PowerShell Tips: LDAP String Manipulation and why not to use Trim
I've been working with PowerShell a lot recently and stumbled a little bit with String Manipulation.  So, I've decided to post some details of what I've learned, to hopefully help others avoid my mistakes.
String manipulation can be very important when scripting, especially if the purpose of the script is to output a human readable report. First, there's a great TechNet article on string manipulation in PowerShell. It covers the basics in great detail; my intent is to supplement that article with some of the pain points that I came across while using those techniques.
How to Trim a String
Trimming a string simply means removing characters from the ends of that string. There are 3 Trim commands: .Trim() .TrimStart() and .TrimEnd(). As the names imply, TrimStart() removes characters from the start of a string, TrimEnd() removes characters from the end of a string, and Trim() removes characters from both ends of the string. Those Trim commands are just methods of the PowerShell string object, so invoking them is easy. If you have a string called $myString, you can invoke Trim on it by using $myString.Trim().
So, what does Trim() do? If you call it like that, it defaults to trimming spaces. If using Trim(), it removes all spaces from the start and end of the string; the TrimStart() and TrimEnd() methods allow you to target one end or the other. The really useful thing about Trim is that you can pass it characters to remove, by including them inside the paranthesis in the form of TrimStart("X").
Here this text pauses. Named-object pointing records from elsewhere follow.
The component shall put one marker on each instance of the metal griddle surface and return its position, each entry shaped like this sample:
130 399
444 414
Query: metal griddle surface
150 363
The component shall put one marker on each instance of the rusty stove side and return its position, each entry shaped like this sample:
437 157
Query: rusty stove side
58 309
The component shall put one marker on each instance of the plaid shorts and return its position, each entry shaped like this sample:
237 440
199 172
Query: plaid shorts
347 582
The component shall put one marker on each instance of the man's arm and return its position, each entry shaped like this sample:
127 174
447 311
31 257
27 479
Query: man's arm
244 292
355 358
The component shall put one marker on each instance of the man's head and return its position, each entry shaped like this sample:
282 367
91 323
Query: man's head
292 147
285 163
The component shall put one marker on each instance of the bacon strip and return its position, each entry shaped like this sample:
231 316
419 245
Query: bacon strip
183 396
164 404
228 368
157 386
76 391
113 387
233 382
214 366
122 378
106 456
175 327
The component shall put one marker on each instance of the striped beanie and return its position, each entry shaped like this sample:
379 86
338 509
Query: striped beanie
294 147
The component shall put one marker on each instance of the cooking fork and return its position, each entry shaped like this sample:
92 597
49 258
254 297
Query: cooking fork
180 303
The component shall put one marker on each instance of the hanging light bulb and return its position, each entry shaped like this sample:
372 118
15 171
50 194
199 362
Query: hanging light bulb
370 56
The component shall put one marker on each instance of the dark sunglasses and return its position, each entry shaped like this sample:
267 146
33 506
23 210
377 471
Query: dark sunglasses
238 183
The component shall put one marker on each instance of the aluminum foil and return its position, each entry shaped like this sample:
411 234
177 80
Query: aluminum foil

Bear in mind that it is removing characters, not strings... but more on that later.
Let's look at an example that I've come across - LDAP strings. When interacting with Active Directory, we'll often find ourselves dealing with strings like the following: "CN=Jason Coleman,OU=Consultants,OU=Accounts,DC=Company,DC=Local". How do we extract just the user name from that string?
First, we'll prep a string for the example:
PS C:\> $myStr = "CN=Jason Coleman,OU=Consultants,OU=Accounts,DC=Company,DC=Local"
We basically want to remove the "CN=" from that string and everything after the comma. We'll deal with the post-comma stuff later; for now lets focus on the "CN=". I've seen people use TrimStart("CN=") for this purpose, and it will seem to work... but you will find situations where it doesn't behave the way that you'd like. Look at these commands:
PS C:> $myStr.TrimStart("CN=")
Jason Coleman,OU=Consultants,OU=Accounts,DC=Company,DC=Local
Great! It worked! Right? Well, try this command:
PS C:> $myStr.TrimStart("N=C")
Jason Coleman,OU=Consultants,OU=Accounts,DC=Company,DC=Local
It's the same output... so what's going on? Remember, the Trim() methods deal in characters, not in strings. So, when we pass it "CN=" we're really just passing it the characters "c", "n" and "=". We're passing it the exact same thing when we pass it "N=C", or "NC=" or even "NN==cccCnN=N" for that matter. TrimStart() is just looking at the first character of the string, checking if it matches one of the characters that it was passed, and removes it. Then, it moves on to the next character and does the same thing. And the next, etc. until it finds a character that isn't on its "hit list". At that point, its job is done and it returns the modified string.
So, what happens if our string is the following:
PS C:\> $myStr = "CN=Citrix Users,OU=Consultants,OU=Accounts,DC=Company,DC=Local"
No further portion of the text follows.